Purpose
Existing message passing technologies availability for commodity cluster networking hardware do not meet the scalability goals required by the Cplant[1] project at Sandia National Laboratories. The goal of the Cplant project is to construct a commodity cluster that can scale to the order of ten thousand nodes. Their number greatly exceeds the capacity for which message passing technologies have been designed and implemented.
In addition to the scalability requirements of the network, these technologies must also be able to support a scalable implementation of Message Passing Interface (MPI)[7] standard, which has become the de facto standard for parallel scientific computing. While MPI does not impose any scalability limitations, existing message passing technologies do not provide the functionality needed to allow implementations of MPI to meet the scalability requirements of Cplant.

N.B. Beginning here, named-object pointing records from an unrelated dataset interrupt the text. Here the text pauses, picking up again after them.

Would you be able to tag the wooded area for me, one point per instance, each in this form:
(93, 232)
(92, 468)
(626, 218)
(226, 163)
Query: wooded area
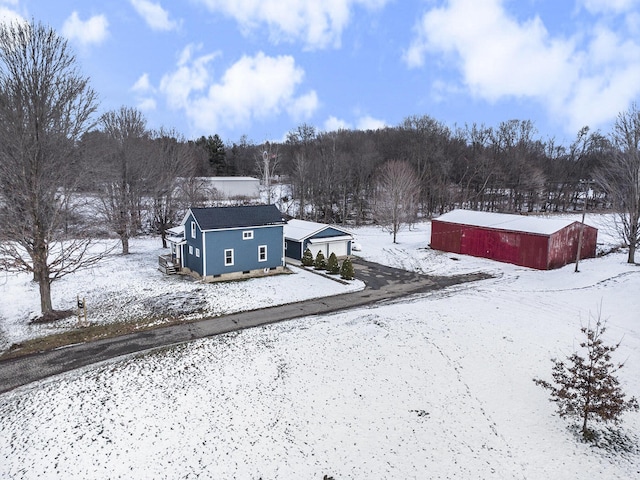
(68, 178)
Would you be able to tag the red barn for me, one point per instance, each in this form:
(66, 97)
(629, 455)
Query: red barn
(535, 242)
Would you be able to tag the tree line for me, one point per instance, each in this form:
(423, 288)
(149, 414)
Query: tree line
(68, 178)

The following are properties of a network architecture that do not
impose any inherent scalability limitations:
- Connectionless - Many connection-oriented architectures, such as VIA[3] and TCP/IP sockets, have limitations on the number of peer connections that can be established.
- Network independence - Many communication systems depend on the host processor to perform operations in order for messages in the network to be consumed. Message consumption from the network should not be dependent on host processor activity, such as the operating system scheduler or user-level thread scheduler.

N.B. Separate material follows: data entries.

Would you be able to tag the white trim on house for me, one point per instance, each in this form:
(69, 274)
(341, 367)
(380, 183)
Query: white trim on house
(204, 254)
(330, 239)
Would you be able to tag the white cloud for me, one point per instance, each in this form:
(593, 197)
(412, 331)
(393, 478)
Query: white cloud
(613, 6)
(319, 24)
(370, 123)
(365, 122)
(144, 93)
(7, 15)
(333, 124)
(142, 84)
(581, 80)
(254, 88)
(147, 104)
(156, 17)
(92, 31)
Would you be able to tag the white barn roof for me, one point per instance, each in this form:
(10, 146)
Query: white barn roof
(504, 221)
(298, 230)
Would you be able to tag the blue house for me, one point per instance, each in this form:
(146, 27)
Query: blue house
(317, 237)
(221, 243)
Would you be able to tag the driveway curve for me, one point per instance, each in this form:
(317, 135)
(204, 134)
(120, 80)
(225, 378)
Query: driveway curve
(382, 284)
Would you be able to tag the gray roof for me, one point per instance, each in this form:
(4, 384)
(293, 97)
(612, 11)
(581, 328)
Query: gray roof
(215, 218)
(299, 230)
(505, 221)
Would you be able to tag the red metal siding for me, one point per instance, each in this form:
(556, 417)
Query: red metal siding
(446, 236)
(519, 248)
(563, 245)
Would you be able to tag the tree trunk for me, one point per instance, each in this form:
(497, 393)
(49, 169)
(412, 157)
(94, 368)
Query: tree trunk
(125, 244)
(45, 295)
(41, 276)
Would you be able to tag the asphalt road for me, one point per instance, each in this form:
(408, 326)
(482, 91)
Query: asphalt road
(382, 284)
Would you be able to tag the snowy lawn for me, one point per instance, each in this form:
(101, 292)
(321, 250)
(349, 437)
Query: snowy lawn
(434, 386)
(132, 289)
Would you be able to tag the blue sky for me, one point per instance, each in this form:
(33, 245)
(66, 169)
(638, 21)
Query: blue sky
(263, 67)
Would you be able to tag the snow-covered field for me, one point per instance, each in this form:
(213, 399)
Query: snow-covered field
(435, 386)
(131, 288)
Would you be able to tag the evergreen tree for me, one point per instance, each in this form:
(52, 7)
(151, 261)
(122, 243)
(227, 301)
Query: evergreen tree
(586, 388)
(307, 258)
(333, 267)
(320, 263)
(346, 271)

- User-level flow control - Many communication systems manage flow control internally to avoid depleting resources, which can significantly impact performance as the number of communicating processes increases.
- OS Bypass - High performance network communication should not involve memory copies into or out of a kernel-managed protocol stack.
The following are properties of a network architecture that do not impose scalability limitations for an implementation of MPI:
- Receiver-managed - Sender-managed message passing implementations require a persistent block of memory to be available for every process, requiring memory resources to increase with job size and requiring user-level flow control mechanisms to manage these resources.
- User-level Bypass - While OS Bypass is necessary for high-performance, it alone is not sufficient to support the Progress Rule of MPI asynchronous operations.
- Unexpected messages - Few communication systems have support for receiving messages for which there is no prior notification. Support for these types of messages is necessary to avoid flow control and protocol overhead.